We are repeatedly reminded by many so-called "experts" that the stock market is in a bubble, and that when central bank quantitative easing programs end stock markets will "crash."

However, it would appear that the only bubble is people's uncertainty of the future and their desire to hold large sums of cash. These high cash levels equate to a huge pool of marginal buyers, rather than sellers, for stocks and other "real" assets.

With more buyers than sellers the most likely next big move for stocks is up, not down. This will be the case until equity markets are overbought. Thus, until that time we should not concern ourselves with any material downside.

One of my guiding "mantras" is a quote from the famous value investor John B. Templeton:

Bull markets are born in pessimism, grow in skepticism, mature in optimism, and die in euphoria.

If one can simply identify where we are on this continuum then everything else falls in place! Yes, it does seem simple, but the hard part is interpreting the data and sentiment to discover where we are. In order to do this one needs to have been through a few market cycles to know what conditions of optimism and euphoria are all about.

I started trading in the mid 1980s and I have been through everything between now and then. Yes, it has been one hell of a ride. However, courtesy of this "journey" I know what optimism/euphoria is all about (thank the TMT bubble for that) and what all previous market tops had in common.

Contrary to popular belief the common trait wasn’t that they were expensive, rather it was that too many people owned stocks. Markets reach stages where they quite literally run out of buyers and that is when they are prone to significant downside movements.
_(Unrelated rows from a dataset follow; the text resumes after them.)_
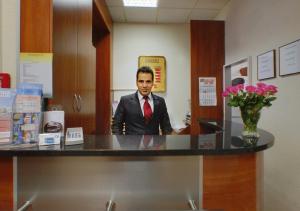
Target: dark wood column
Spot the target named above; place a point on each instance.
(207, 60)
(6, 184)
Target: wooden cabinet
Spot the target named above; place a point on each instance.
(74, 62)
(81, 72)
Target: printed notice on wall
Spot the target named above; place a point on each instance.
(37, 68)
(207, 91)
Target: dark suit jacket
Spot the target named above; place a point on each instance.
(129, 112)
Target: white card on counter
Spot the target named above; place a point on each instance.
(74, 136)
(49, 139)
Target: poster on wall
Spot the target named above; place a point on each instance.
(289, 58)
(36, 68)
(238, 72)
(207, 91)
(266, 65)
(158, 65)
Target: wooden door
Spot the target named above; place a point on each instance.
(86, 67)
(65, 58)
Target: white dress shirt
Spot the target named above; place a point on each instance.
(142, 101)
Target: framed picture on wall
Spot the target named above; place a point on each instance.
(158, 65)
(266, 65)
(235, 73)
(289, 58)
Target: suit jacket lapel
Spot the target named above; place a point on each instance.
(155, 104)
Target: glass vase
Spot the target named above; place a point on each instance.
(250, 116)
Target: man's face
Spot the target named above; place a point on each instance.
(144, 83)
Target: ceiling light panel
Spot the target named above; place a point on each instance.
(140, 3)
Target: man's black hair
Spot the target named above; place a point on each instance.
(145, 69)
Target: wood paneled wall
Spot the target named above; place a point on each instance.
(103, 109)
(102, 26)
(36, 26)
(6, 183)
(207, 60)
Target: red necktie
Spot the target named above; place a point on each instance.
(147, 110)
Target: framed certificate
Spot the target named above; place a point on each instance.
(289, 58)
(158, 65)
(266, 65)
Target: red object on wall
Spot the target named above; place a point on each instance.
(4, 80)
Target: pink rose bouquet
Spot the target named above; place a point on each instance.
(250, 100)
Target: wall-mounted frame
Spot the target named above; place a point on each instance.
(289, 58)
(266, 65)
(238, 72)
(158, 65)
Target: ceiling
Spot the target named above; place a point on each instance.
(168, 11)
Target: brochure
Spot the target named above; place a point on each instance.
(7, 98)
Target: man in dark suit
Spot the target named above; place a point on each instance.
(142, 112)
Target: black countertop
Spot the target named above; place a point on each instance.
(225, 139)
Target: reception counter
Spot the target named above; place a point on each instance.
(176, 172)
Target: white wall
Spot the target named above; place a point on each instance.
(169, 40)
(254, 27)
(9, 37)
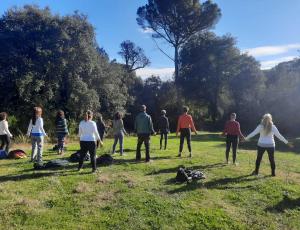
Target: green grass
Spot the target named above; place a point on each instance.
(129, 195)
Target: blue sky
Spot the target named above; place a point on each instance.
(266, 29)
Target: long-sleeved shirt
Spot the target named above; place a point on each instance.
(143, 124)
(4, 128)
(37, 129)
(163, 124)
(61, 126)
(233, 128)
(266, 140)
(118, 127)
(88, 131)
(185, 121)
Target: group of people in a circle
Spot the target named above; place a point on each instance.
(91, 135)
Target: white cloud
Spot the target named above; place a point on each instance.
(271, 50)
(164, 73)
(147, 31)
(271, 63)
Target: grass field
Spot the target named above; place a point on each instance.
(130, 195)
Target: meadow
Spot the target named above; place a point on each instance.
(131, 195)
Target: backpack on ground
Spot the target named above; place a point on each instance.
(76, 156)
(188, 175)
(105, 159)
(17, 154)
(3, 154)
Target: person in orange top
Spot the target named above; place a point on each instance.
(184, 126)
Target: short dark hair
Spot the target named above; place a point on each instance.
(185, 109)
(143, 108)
(3, 115)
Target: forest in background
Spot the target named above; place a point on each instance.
(55, 62)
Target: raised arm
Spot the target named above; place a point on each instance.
(279, 136)
(255, 132)
(29, 128)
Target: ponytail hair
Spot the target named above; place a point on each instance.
(88, 115)
(267, 123)
(37, 111)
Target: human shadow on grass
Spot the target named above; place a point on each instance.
(285, 204)
(199, 167)
(203, 137)
(222, 184)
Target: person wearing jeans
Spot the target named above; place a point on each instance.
(5, 134)
(88, 134)
(232, 131)
(144, 128)
(184, 126)
(37, 133)
(119, 132)
(163, 128)
(266, 142)
(61, 130)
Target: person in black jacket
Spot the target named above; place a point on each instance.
(101, 126)
(163, 128)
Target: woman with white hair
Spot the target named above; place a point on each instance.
(266, 141)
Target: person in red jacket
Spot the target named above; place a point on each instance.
(184, 126)
(232, 131)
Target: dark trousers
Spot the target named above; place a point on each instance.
(260, 153)
(85, 147)
(5, 141)
(163, 135)
(143, 138)
(231, 140)
(185, 133)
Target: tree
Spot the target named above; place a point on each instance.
(133, 56)
(207, 62)
(176, 21)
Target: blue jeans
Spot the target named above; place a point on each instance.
(118, 137)
(37, 143)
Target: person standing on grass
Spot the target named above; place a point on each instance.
(101, 127)
(89, 136)
(232, 131)
(37, 133)
(266, 142)
(61, 130)
(119, 132)
(5, 134)
(184, 126)
(144, 128)
(163, 128)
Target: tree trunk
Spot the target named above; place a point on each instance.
(176, 62)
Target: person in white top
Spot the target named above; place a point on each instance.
(89, 139)
(266, 141)
(5, 135)
(37, 133)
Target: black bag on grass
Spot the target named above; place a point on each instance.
(76, 156)
(105, 159)
(188, 175)
(52, 164)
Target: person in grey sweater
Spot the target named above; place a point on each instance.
(144, 128)
(119, 132)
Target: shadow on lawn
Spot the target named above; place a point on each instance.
(286, 203)
(199, 167)
(222, 184)
(203, 137)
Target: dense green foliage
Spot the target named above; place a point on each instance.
(131, 195)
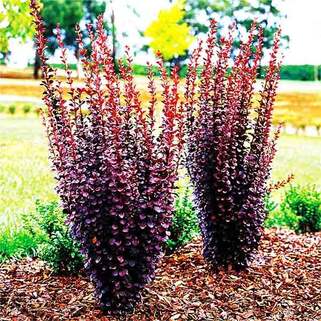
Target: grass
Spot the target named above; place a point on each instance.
(24, 168)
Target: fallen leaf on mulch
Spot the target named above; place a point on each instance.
(283, 283)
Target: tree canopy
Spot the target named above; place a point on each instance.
(169, 34)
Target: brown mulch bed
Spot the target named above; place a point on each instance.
(284, 283)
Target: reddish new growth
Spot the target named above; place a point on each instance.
(114, 164)
(230, 150)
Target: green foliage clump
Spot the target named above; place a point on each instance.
(16, 243)
(297, 72)
(184, 225)
(299, 211)
(56, 246)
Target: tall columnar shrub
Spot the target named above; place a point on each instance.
(230, 148)
(115, 164)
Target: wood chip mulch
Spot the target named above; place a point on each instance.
(283, 284)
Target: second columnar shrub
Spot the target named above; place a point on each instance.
(115, 164)
(230, 146)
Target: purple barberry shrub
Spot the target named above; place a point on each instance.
(230, 145)
(115, 163)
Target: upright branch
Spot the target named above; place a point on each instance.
(229, 145)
So let's have a look at a few indicators which will shed light on how the market is positioned – i.e. the "ratio of weak to strong hands". Previous market tops were characterized by high levels of consumer confidence. Granted no one indicator is perfect and free of "noise", however, it does seem that once the Conference Board Consumer Confidence Index reaches the 110 level the market is in danger of serious downside and investors should be very cautious of being over invested in stocks. Note where the index currently sits – right bang in "neutral" territory.